Il parloit fort ingénument de toutes choses ; il ne faisoit pas grand cas des sciences, principalement de celles qui ne servent qu’à la volupté, au nombre desquelles il mettoit la poésie. Et comme un jour un faiseur de vers se plaignoit à lui qu’il n’y avoit de récompense que pour ceux qui servoient le Roi dans ses armées et dans les affaires d’importance, et que l’on étoit trop cruel pour ceux qui excelloient dans les belles-lettres, Malherbe lui répondit que c’étoit une sottise de faire le métier de rimeur pour en espérer autre récompense que son divertissement ; et qu’un bon poète n’étoit pas plus utile à l’État qu’un bon joueur de quilles.

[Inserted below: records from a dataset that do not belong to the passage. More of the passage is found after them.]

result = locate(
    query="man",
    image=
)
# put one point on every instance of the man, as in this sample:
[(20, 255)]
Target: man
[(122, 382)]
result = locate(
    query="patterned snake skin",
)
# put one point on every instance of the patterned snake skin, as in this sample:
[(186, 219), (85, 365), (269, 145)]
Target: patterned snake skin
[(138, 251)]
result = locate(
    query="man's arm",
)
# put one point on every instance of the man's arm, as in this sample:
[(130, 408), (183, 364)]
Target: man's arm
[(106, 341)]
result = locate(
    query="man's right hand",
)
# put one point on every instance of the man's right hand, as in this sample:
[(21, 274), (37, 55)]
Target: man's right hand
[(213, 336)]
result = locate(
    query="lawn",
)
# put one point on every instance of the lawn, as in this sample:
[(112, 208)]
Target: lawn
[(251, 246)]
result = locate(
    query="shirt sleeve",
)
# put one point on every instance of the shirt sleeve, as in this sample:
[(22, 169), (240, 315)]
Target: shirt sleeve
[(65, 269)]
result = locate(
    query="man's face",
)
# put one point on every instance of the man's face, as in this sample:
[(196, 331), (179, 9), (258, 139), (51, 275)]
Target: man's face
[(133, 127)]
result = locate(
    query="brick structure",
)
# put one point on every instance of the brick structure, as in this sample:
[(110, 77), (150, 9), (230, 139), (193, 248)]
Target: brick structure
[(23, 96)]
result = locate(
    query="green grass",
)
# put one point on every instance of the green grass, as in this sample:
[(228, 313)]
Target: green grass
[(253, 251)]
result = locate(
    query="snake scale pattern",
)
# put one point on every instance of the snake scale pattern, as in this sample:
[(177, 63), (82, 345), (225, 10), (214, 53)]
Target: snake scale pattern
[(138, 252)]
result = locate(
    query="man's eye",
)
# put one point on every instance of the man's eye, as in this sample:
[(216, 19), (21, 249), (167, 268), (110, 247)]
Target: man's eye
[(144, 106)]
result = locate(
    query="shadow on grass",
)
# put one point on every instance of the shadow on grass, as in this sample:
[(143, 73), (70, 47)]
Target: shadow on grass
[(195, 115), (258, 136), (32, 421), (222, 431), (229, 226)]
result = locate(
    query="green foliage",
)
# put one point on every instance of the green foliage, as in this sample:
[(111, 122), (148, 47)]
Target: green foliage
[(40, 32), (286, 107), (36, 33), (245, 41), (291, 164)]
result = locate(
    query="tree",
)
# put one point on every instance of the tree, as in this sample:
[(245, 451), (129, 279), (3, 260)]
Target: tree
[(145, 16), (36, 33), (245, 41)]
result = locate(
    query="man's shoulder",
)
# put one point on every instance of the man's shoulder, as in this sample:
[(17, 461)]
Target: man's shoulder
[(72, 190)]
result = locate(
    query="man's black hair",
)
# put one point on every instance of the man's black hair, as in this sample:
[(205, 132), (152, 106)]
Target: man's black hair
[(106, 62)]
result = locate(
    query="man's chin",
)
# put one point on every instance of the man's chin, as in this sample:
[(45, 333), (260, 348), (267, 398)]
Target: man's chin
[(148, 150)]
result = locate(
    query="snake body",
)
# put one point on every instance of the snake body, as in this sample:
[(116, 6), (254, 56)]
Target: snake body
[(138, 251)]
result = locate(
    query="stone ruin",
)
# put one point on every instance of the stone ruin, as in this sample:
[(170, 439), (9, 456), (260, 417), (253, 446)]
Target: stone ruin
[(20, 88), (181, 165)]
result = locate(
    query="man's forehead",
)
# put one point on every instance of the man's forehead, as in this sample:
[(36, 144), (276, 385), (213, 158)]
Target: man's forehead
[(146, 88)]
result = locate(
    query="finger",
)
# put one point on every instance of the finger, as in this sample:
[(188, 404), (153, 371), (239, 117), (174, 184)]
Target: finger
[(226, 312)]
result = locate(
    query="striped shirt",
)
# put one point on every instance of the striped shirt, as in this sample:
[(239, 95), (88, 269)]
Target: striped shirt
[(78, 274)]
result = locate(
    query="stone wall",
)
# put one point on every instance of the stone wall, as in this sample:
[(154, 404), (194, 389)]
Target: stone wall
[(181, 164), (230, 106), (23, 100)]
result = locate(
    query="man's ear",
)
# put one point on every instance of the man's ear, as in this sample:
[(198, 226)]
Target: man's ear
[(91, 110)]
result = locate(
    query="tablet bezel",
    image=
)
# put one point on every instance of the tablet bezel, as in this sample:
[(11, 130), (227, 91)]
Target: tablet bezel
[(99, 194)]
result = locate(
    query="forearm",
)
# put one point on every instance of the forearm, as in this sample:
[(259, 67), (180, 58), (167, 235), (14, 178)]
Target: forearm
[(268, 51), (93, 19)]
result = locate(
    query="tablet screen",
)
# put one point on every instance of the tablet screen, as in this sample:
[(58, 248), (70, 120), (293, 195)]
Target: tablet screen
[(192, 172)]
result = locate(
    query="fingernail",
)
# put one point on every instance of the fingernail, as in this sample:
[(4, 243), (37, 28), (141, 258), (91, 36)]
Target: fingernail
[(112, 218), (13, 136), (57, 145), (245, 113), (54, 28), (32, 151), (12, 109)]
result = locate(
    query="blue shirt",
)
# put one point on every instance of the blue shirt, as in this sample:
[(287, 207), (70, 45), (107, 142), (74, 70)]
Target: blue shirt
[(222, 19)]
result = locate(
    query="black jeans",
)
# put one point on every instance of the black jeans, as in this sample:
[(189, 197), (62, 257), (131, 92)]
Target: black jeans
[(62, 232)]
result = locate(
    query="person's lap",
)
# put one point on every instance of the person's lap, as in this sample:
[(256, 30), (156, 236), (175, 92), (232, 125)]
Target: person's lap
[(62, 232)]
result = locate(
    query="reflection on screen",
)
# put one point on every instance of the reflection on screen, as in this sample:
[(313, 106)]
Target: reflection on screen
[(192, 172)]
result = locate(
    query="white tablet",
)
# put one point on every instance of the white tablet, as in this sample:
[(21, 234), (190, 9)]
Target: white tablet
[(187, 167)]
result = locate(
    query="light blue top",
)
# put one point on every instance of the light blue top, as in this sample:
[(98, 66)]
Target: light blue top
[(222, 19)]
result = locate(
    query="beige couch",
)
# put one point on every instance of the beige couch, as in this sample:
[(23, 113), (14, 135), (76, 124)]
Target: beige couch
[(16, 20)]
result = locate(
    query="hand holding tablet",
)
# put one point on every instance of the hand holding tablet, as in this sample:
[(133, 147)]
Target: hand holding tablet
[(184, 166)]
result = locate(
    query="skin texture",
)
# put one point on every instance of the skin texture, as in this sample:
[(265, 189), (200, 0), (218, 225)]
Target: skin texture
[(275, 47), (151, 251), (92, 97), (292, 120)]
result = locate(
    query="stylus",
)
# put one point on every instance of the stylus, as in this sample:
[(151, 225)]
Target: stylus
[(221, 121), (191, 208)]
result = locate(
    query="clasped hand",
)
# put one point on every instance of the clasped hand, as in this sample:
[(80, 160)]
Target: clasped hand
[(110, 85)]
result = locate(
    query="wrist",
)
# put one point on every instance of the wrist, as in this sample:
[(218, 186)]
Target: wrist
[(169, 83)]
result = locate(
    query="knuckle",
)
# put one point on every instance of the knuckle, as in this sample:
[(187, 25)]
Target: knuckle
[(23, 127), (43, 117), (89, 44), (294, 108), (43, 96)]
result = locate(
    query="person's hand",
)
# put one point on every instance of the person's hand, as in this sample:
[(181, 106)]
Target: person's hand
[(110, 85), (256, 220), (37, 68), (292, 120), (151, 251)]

Pendant la prison de M. le Prince[1], le lendemain que madame la Princesse, sa femme, fut accouchée de deux enfants morts pour avoir été incommodée de la fumée qu’il faisoit dans sa chambre au bois de Vincennes, il trouva un conseiller de province de ses amis en une grande tristesse chez M. le garde-des-sceaux Du Vair. « Qu’avez-vous ? lui dit-il. — Les gens de bien, lui dit cet homme, pourroient-ils avoir de la joie après qu’on vient de perdre deux princes du sang ? » Malherbe lui repartit : « Monsieur, monsieur, cela ne doit point vous affliger : ne vous souciez que de bien servir, vous ne manquerez jamais de maître. »

Allant dîner chez un homme qui l’en avoit prié, il trouva à la porte de cet homme un valet qui avoit des gants dans ses mains ; il étoit onze heures. « Qui

  1. Henri de Bourbon, père du grand Condé.